The exception to this is Bellepi drilled this spring which is very clearly “out blackgrassing” the blackgrass with its extraordinarily thick canopy, hopefully it will yield well and then our faith in it will have been well-placed – the Bellepi that was drilled last November is showing similarly high levels of crop canopy competition – we need all the help we can get when it comes to blackgrass control.

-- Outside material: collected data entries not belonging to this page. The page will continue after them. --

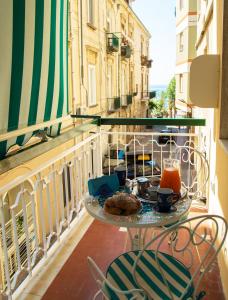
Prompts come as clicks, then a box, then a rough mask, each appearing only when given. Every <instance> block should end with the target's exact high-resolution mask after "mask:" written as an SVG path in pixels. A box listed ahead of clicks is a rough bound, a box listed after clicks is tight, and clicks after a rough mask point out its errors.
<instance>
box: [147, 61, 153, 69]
mask: <svg viewBox="0 0 228 300" xmlns="http://www.w3.org/2000/svg"><path fill="white" fill-rule="evenodd" d="M152 62H153V60H152V59H148V60H147V64H146V66H147V68H151V67H152Z"/></svg>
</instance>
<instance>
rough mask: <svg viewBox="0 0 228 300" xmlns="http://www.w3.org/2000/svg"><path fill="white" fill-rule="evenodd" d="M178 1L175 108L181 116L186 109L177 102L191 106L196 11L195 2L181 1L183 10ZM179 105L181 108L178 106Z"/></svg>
mask: <svg viewBox="0 0 228 300" xmlns="http://www.w3.org/2000/svg"><path fill="white" fill-rule="evenodd" d="M179 3H180V1H179V0H177V1H176V7H177V10H176V32H177V33H176V71H175V77H176V106H177V111H178V109H179V112H180V114H181V115H184V113H187V111H188V108H187V106H186V105H184V104H183V103H180V102H179V100H183V101H184V102H185V103H188V104H191V102H190V99H189V82H190V81H189V70H190V64H191V61H192V60H193V59H194V58H195V56H196V49H195V43H196V33H197V29H196V11H197V0H190V1H183V4H184V6H183V9H182V10H180V9H179ZM180 34H182V35H183V38H182V45H183V49H182V51H180ZM181 75H182V76H183V89H182V92H181V91H180V76H181ZM178 103H180V104H181V106H180V105H179V104H178Z"/></svg>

Leaf miner has begun to appear in sugar beet crops across Lincolnshire – more widespread in the South, but also relatively easy to find further north. The threshold for treatment is when the number of eggs plus larvae per plant, should be equal to or greater than the square of the number of leaves. Put simply, if you have 4 leaves you need 16 eggs and larvae to justify treatment. Leaf miner burrow between the leaf layers of leaves and the damage looks dramatic, but it’s far more significant in a young crop than it is in the 12 leaf crops that we’re looking at the moment – which incidentally would require 144 eggs and larvae per plant to warrant treatment! The options available are limited and at best unreliable, with lambda cyhalothrin needing to be applied at the instant the eggs hatch because it only kills the grubs as they leave the egg. Speak to your agronomist or sugar beet fieldsman, because it often looks a lot worse than it is.

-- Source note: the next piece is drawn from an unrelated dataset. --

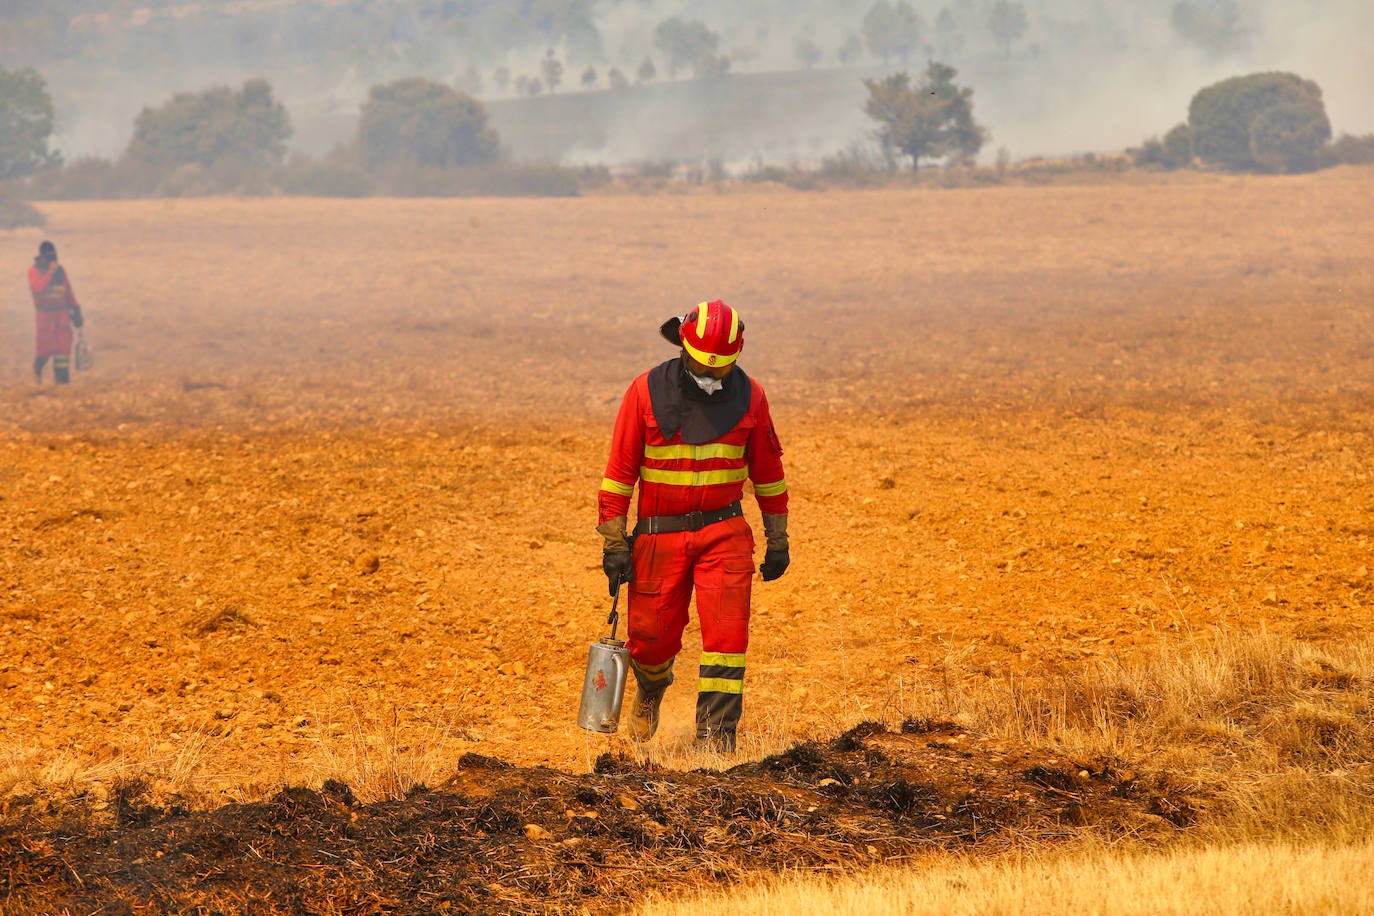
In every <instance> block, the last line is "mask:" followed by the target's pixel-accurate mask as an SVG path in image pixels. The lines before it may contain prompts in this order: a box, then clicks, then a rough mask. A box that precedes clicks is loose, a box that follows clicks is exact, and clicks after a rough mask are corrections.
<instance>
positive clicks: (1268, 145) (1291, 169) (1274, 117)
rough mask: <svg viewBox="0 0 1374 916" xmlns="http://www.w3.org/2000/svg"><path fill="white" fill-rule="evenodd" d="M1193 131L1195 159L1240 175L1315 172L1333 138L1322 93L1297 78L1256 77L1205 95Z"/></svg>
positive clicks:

Conditions are perfect for potato blight at the moment, so blight programmes are well and truly underway, with seven day intervals being maintained. Myzus persicae are beginning to appear in many canopies now and are being closely monitored.

Spring beans are in full flower, with around 20% of pods set now and in the more susceptible varieties, downy mildew is widespread – remarkable considering the humid and thundery weather conditions. The incidence of downy mildew has been patchy, but has been dealt with where necessary. Colonies of black bean aphids suddenly appeared in many fields at the beginning of last week along with bruchid beetle, so suitable insecticides are being included with fungicide applications where necessary, with very early morning applications being made because of the high numbers of bees in the canopies.

Hopefully that light at the end of the tunnel isn’t a freight train heading straight for me!